One more year, one more candle.  This year they’ll be enough cake, too.  Everything looks the same.  Always looks the same.  Jim’s here now, he takes Brother and I out sometimes.  No more blue cans, no more pretty blue cars, no more blue, now everything is brown, even the liquid in the little brown bottles.  Even the car, even the candles are brown this year.  I have to blow out all the candles this year…one wish one wish a year and only one…
“Cut the cake, sweetheart” Jim calls me sweetheart sometimes, when he’s drunk, “Remember to serve everyone else first and then you can have a piece.” 

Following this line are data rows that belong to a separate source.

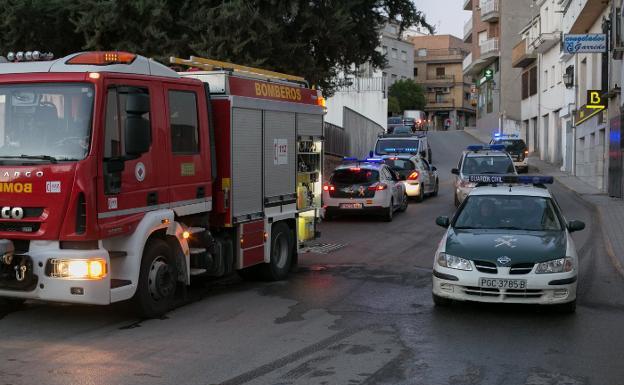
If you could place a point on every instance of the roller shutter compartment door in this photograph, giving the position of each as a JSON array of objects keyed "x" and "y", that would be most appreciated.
[
  {"x": 309, "y": 125},
  {"x": 246, "y": 162},
  {"x": 279, "y": 155}
]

Everyone gets a piece but still no cake for me.  The reason this year, “That last piece is for the neighbor boy, he had a track meet tonight and couldn’t make it.  He sent a card, he deserves a piece of cake, too.”  Always an excuse, always next year.  There’s always a next year.  Three years, two candles, still two more years until I have enough candles for my special cake.  Two more years and Jim won’t care if I wear to pink dress to school, or whether the teacher yelled at him for hitting me last hour.  No one can see the bruises anyway.  I keep quiet, “It’s our little secret, remember, They’ll be mad if they find out what you’ve been doing.  Don’t forget that no one else cares about you but me.  You don’t want them mad at you, do you?  Then what would you do?”
No, I don’t want them mad at me, no I don’t want Jim mad at me, no more time in the corner, no more bruises, I’m a good girl, I don’t talk, Children are to be seen, not heard.
Two years is a long time, but it goes by quickly”  That’s what the lady at school told me when she was trying to figure out what classes I should take next year.  She doesn’t like me; she says I should have more goals and that I shouldn’t act like I do.  I don’t know what she means.  Once, she did ask me what my goals were, I said that I wished it were my birthday so my wish would come true.  She says that that isn’t a proper goal and so she called and talked to Them.  They got mad, really mad, I wasn’t supposed to talk to anyone at school, that is why they keep me home now.  They say I’m old enough to where it doesn’t matter if I go to school.